# UMD Computer Science researchers to present 15 papers at major AI event in New York

The Thirty-Fourth AAAI Conference on Artificial Intelligence (AAAI-20) will be held February 7-12, 2020 at the Hilton New York Midtown, New York, USA.

One of the oldest and most prestigious artificial intelligence (AI) conferences will take place next week in New York City.  The Thirty-Fourth AAAI Conference on Artificial Intelligence (AAAI) will bring together researchers and practitioners in AI, machine learning (ML), and related fields for a week of paper presentations, invited speakers, workshops, and tutorials.  Additionally, collocated conferences such as the ACM/SIGAI Conference on AI, Ethics, and Society (AIES) will attract a diverse set of participants to discuss the impact of AI, and AI hype, on society.

UMDCS researchers will present papers at both AAAI and AIES. As contributed in the past they will continue to serve  a variety of administrative roles, ranging from senior program committee members (e.g., Rama Chellappa, Aravind Srinivasan, John Dickerson, Dinesh Manocha) to conference organizers (e.g., John Dickerson, co-organizer Annual SIGAI/AAAI job fair).  Many UMD researchers---PhD students, undergraduates, and professors alike---will be in attendance.

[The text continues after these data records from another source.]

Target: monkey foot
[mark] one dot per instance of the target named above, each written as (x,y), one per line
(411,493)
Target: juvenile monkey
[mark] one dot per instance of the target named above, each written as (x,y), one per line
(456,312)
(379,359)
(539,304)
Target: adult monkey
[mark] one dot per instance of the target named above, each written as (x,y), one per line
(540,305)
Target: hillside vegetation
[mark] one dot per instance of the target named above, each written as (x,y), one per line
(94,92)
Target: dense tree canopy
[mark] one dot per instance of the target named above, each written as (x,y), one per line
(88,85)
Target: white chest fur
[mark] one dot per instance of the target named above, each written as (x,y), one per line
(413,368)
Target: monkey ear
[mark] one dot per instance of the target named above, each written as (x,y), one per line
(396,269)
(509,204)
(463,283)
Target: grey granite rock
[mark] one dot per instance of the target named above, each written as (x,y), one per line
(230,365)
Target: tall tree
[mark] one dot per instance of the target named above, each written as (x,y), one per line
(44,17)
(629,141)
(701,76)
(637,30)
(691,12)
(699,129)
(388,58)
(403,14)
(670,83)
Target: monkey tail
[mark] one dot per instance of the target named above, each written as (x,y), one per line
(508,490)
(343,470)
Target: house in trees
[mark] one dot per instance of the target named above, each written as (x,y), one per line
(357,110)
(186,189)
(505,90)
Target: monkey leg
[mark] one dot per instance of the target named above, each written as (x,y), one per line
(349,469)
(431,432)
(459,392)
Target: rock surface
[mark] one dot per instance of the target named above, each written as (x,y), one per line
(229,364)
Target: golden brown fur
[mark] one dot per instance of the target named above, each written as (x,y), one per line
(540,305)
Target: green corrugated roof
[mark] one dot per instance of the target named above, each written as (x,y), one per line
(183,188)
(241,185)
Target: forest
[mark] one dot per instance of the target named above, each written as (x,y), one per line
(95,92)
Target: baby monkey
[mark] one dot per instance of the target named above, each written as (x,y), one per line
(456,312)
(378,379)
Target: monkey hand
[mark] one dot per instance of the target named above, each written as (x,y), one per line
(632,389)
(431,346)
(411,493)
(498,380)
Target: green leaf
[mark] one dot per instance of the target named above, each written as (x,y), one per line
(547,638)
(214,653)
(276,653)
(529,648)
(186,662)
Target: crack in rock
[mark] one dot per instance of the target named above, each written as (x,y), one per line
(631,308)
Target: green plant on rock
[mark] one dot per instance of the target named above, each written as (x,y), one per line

Assistant Professor John Dickerson will also lead a 3.5-hour-long tutorial on Optimization and Learning Approaches to Resource Allocation for Social Good, joint with researchers from Washington University in St Louis, Northwestern/MIT, and Harvard.

Papers at AAAI:

Ali Shafahi, Mahyar Najibi, Zheng Xu, John Dickerson, Larry S. Davis, Tom Goldstein

Standard adversarial attacks change the predicted class label of a selected image by adding specially tailored small perturbations to its pixels. In contrast, a universal perturbation is an update that can be added to any image in a broad class of images, while still changing the predicted class label. We study the efficient generation of universal adversarial perturbations, and also efficient methods for hardening networks to these attacks. We propose a simple optimization-based universal attack that reduces the top-1 accuracy of various network architectures on ImageNet to less than 20%, while learning the universal perturbation 13X faster than the standard method.  To defend against these perturbations, we propose universal adversarial training, which models the problem of robust classifier generation as a two-player min-max game, and produces robust models with only 2X the cost of natural training. We also propose a simultaneous stochastic gradient method that is almost free of extra computation, which allows us to do universal adversarial training on ImageNet.

Balancing the Tradeoff between Profit and Fairness in Rideshare Platforms During High-Demand Hours (link)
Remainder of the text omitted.